C'est pourtant au travers de la mise en oeuvre d'une transparence sincère et véritable que l'image des marchés publics peut et pourra être redorée et que le lien de confiance entre le secteur public et le monde économique se trouvera renforcé 1.

Le principe de la transparence est, avec la liberté d'accès et l'égalité de traitement, un des trois piliers du droit des marchés publics et, au-delà, du droit des contrats de la commande publique ; l'impact économique de ces derniers - en moyenne 15 % du PIB de chaque État de l'UE, ce qui correspond à plus de 300 milliards d'euros annuels pour un pays comme la France - n'étant plus à démontrer.

On retrouve ce principe à la fois en amont et en aval des procédures de passation relatives à ces contrats. La transparence, c'est en effet à la fois la publicité la plus large possible, afin qu'un maximum de candidats puissent répondre à une procédure, qu'il s'agisse d'un marché public ou d'une concession ; et à la fois un devoir d'explication et de justification auprès des candidats évincés desdites procédures.

Preuve de cette transversalité, on retrouve aussi un impératif de transparence tout au long de l'exécution des contrats de la commande publique. La clause de réexamen, récemment introduite par la réglementation 2, peut ainsi être considérée comme un vecteur de transparence dans les relations entre les parties au contrat, qui peuvent ainsi choisir de se rencontrer et discuter des possibilités de modulation et d'évolution de leurs dispositions contractuelles.

La transparence dans les contrats de la commande publique doit cependant être utilisée avec mesure. Une mise en oeuvre abusive pourrait ainsi conduire à des situations non seulement contraires aux objectifs initialement fixés, mais aussi en confrontation directe avec d'autres principes essentiels, et avant tout celui de la concurrence.

Quelle signification ?

Par définition, la transparence est la propriété de ce qui est transparent ; ce dernier adjectif pouvant se définir comme « dont le sens se laisse deviner, saisir aisément » et ayant pour synonyme « clair », « limpide », « évident ».

Appliqué au droit et à la pratique des contrats de la commande publique, cela signifie que les acheteurs, mais aussi les entreprises candidates ne peuvent rien dissimuler de leurs intentions, de leurs choix et de leurs décisions.

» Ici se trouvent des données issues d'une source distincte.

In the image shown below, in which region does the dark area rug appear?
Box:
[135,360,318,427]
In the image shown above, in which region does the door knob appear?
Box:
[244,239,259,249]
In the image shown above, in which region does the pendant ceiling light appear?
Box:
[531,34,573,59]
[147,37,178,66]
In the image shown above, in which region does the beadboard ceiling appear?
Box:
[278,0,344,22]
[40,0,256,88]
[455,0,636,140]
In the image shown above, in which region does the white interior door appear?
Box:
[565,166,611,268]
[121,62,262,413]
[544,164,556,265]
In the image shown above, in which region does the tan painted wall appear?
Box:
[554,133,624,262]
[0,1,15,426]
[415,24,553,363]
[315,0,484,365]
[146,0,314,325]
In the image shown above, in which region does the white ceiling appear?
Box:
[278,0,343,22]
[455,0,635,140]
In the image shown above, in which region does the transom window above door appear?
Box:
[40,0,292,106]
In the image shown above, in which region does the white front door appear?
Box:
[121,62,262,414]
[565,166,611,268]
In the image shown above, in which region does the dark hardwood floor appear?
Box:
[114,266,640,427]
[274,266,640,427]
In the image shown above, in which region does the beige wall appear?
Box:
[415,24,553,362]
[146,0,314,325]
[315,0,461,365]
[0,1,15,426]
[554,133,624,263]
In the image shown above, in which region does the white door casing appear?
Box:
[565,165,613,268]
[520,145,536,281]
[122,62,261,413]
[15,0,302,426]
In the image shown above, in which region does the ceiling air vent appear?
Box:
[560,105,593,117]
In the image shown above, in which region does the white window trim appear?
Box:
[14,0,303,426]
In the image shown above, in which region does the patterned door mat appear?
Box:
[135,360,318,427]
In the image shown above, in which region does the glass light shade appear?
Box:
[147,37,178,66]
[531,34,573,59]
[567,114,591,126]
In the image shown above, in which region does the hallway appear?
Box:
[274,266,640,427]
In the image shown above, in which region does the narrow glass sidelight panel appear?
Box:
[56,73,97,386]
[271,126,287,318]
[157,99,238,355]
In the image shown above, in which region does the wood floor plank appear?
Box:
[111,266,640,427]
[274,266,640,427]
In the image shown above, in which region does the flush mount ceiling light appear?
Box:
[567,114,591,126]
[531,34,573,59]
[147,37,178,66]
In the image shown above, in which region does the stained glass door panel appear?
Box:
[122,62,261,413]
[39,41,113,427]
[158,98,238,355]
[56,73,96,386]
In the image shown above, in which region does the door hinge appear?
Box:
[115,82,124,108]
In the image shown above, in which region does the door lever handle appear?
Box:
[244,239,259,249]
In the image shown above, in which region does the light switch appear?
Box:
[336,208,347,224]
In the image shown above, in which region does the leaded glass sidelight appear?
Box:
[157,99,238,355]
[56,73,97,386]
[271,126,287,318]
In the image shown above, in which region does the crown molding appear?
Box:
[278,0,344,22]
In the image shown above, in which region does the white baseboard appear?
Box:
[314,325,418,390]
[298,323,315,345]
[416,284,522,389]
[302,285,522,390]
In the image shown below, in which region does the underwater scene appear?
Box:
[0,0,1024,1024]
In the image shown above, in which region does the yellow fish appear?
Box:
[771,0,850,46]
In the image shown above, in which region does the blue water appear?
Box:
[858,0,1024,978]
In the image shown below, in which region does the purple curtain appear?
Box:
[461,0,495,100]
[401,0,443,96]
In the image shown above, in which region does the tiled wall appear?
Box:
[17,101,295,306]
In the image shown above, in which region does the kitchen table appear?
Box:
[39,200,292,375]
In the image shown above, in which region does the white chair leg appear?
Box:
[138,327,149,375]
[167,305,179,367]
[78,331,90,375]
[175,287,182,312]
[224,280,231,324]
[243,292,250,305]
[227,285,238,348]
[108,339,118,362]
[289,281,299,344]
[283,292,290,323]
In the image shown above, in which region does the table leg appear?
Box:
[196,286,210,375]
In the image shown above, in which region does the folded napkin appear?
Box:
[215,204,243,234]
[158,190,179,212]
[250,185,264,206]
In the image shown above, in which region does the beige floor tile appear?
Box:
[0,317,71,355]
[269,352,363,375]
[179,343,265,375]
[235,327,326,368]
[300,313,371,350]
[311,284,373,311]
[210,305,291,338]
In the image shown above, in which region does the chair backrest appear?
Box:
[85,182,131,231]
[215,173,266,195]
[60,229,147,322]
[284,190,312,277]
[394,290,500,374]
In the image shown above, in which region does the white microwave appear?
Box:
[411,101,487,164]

La transparence n'est donc pas l'apanage des pouvoirs adjudicateurs ; elle s'applique aussi aux opérateurs économiques, qui ne doivent occulter aucun élément relatif à leur situation 3, sous peine d'être sanctionnés dans le cadre d'une réponse à une procédure donnée.

Si le principe de transparence concerne aujourd'hui l'ensemble des contrats de la commande publique, sachant qu'il vient d'être étendu aux conventions d'occupation domaniale 4, il a d'abord été consacré par le droit des marchés publics et les différentes directives ayant réglementé son volet européen des années 1970 à nos jours.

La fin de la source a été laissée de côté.